Northwest Grain Terminal Managers Prepare
by Richard Read
With a contract expiring in five days, managers of Northwest grain terminals are preparing for a showdown with longshoremen that could far eclipse this summer's turmoil at the Port of Portland.
Half of the nation's wheat exports flow through Portland and Puget Sound ports. To keep shipments moving, managers of four Portland-area terminals and two near Seattle are hiring security forces and making arrangements with nonunion labor in anticipation of locking out striking longshoremen, according to the Columbia River Steamship Operators Association and other sources.
"I'd anticipate nothing will move with union workers," if negotiators fail to agree, said Jim Townley, the association's executive director.

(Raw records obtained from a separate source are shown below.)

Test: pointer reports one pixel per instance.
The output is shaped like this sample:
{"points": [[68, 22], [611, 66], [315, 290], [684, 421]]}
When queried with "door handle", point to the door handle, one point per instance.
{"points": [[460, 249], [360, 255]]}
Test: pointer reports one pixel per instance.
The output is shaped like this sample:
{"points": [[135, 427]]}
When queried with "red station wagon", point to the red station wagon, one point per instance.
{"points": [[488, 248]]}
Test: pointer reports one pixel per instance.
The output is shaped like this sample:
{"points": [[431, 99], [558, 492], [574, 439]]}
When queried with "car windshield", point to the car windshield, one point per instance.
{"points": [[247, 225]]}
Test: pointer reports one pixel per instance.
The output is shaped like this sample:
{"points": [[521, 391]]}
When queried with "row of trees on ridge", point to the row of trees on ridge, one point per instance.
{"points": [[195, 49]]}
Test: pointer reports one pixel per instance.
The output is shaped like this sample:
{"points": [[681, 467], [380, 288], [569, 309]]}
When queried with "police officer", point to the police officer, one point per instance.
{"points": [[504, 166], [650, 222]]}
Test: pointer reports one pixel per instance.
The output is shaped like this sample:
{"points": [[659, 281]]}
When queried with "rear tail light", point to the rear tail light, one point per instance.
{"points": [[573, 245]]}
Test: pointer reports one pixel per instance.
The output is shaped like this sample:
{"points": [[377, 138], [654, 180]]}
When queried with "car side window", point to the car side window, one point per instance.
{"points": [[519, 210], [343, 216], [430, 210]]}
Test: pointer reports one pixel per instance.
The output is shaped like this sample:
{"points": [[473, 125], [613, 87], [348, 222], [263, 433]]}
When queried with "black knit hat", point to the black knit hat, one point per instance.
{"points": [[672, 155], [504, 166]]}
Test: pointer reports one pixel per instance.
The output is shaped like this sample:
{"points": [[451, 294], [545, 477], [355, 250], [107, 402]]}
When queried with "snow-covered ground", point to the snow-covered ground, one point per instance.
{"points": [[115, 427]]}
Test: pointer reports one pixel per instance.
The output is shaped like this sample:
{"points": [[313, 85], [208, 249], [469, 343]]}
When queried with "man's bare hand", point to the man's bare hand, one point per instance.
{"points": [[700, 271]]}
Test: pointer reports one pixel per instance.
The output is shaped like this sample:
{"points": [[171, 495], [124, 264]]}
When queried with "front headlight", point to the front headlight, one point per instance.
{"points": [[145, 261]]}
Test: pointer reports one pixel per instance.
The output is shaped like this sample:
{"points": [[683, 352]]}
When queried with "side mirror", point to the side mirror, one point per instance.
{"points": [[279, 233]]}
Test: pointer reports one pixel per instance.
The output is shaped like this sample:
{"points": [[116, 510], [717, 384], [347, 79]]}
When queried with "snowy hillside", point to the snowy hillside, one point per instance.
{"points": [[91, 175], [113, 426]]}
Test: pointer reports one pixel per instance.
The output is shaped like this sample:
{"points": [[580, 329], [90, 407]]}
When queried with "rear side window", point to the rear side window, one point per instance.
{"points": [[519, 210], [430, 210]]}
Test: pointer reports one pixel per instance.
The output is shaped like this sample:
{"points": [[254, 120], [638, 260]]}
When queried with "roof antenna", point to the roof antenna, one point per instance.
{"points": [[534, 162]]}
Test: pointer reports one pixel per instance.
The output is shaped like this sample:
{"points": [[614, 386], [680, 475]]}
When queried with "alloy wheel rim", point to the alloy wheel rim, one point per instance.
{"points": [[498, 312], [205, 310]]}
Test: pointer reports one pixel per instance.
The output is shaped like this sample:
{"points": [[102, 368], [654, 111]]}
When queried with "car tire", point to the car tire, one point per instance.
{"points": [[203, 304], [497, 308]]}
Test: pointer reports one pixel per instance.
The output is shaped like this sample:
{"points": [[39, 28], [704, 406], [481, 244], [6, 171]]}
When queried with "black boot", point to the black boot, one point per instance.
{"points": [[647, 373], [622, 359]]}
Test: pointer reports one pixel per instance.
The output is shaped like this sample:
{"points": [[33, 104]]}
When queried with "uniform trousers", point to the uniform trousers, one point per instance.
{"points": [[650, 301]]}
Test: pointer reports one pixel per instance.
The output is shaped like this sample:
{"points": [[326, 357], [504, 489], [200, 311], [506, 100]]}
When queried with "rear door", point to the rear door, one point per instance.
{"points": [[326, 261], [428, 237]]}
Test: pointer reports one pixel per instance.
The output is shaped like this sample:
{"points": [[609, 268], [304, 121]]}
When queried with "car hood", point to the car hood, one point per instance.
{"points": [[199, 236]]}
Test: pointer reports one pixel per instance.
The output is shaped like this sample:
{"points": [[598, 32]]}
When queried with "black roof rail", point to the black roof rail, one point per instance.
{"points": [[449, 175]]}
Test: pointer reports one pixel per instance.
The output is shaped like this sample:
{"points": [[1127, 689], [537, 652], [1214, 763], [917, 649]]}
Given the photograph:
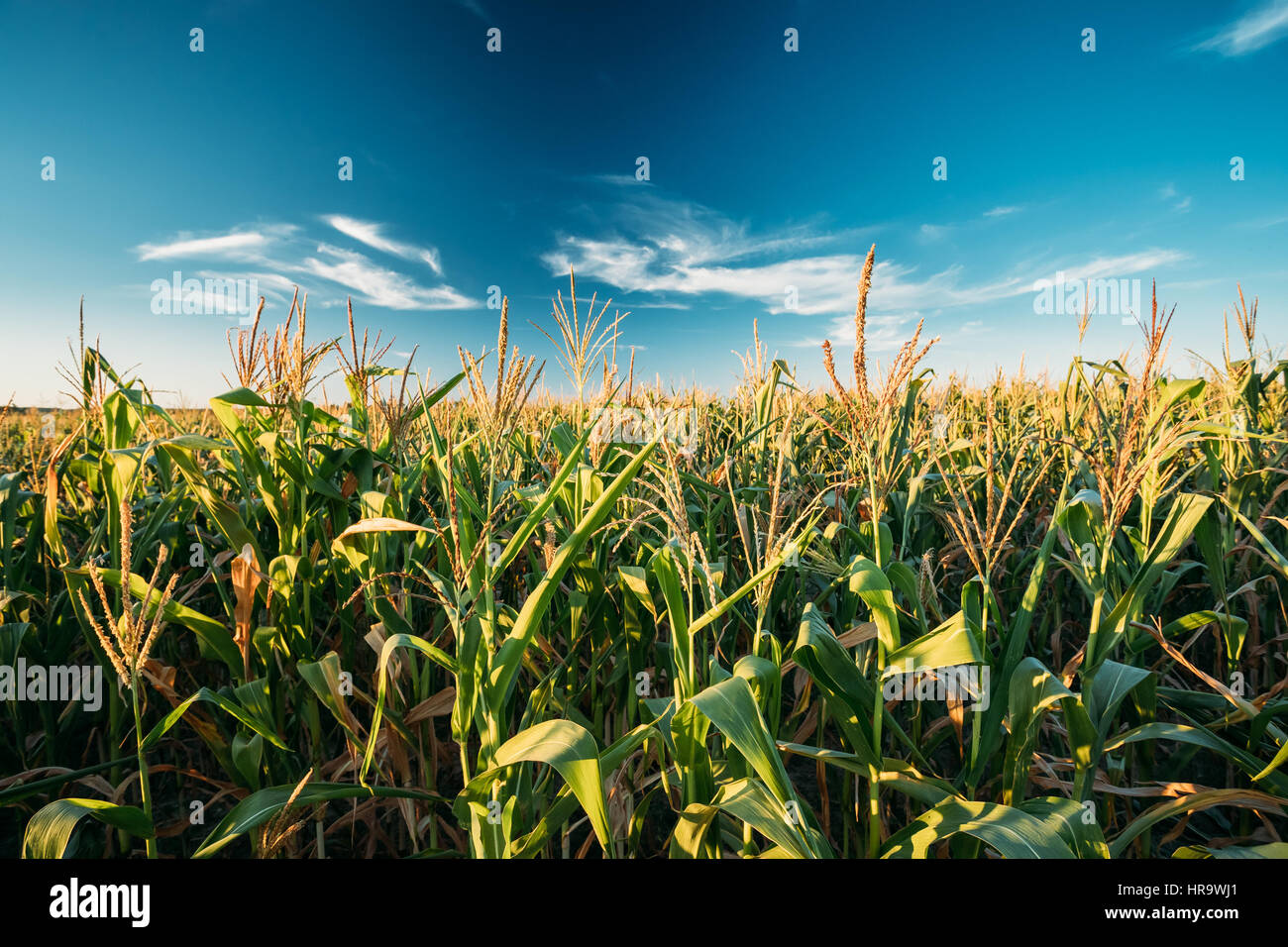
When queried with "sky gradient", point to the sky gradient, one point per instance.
{"points": [[768, 169]]}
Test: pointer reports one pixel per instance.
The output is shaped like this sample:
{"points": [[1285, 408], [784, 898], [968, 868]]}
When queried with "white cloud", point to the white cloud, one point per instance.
{"points": [[231, 245], [380, 286], [282, 260], [372, 235], [1254, 30]]}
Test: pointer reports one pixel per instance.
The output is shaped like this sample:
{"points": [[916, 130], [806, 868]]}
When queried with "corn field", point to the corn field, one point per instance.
{"points": [[900, 616]]}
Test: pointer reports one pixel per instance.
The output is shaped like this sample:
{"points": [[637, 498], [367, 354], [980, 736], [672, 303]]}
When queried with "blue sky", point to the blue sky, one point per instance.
{"points": [[767, 169]]}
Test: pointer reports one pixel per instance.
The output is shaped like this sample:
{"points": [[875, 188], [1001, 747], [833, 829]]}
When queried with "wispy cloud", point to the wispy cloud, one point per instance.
{"points": [[380, 286], [1252, 31], [230, 245], [1168, 193], [373, 235], [279, 258]]}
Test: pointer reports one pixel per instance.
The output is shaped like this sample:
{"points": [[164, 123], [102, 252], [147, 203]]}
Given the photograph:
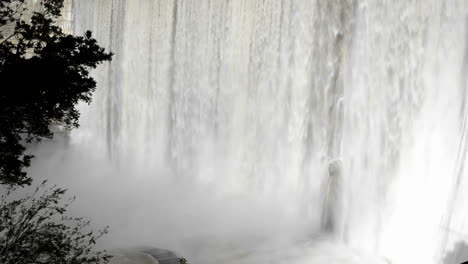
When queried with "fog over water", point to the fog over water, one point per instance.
{"points": [[269, 131]]}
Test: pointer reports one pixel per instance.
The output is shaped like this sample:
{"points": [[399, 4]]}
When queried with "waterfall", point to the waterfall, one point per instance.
{"points": [[347, 117]]}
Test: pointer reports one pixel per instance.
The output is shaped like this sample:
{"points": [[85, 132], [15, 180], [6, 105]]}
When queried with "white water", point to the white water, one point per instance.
{"points": [[217, 121]]}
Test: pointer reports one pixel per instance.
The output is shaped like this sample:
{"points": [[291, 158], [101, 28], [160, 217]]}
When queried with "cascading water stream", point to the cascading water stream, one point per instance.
{"points": [[249, 120]]}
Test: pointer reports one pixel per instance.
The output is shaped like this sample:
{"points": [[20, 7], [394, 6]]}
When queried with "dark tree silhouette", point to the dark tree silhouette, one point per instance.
{"points": [[35, 229], [43, 74]]}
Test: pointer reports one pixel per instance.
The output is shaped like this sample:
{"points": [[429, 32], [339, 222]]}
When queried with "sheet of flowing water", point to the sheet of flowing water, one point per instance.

Longshoremen won't talk, but a leaked memo reveals dissension in their ranks.
Neither side will say how the talks are going, but with the current contract expiring Sunday, pressure is building. Even so, judging by the issues, the two sides could be far apart.
Terminal operators want to model the next contract on one struck earlier this year at Export Grain Terminal in Longview, Wash., that cut costs and boosted efficiency at the expense of longshoremen's working conditions. That agreement came only after weeks of protests in which demonstrators stormed the terminal, assaulted a guard, damaged rail cars and spilled grain.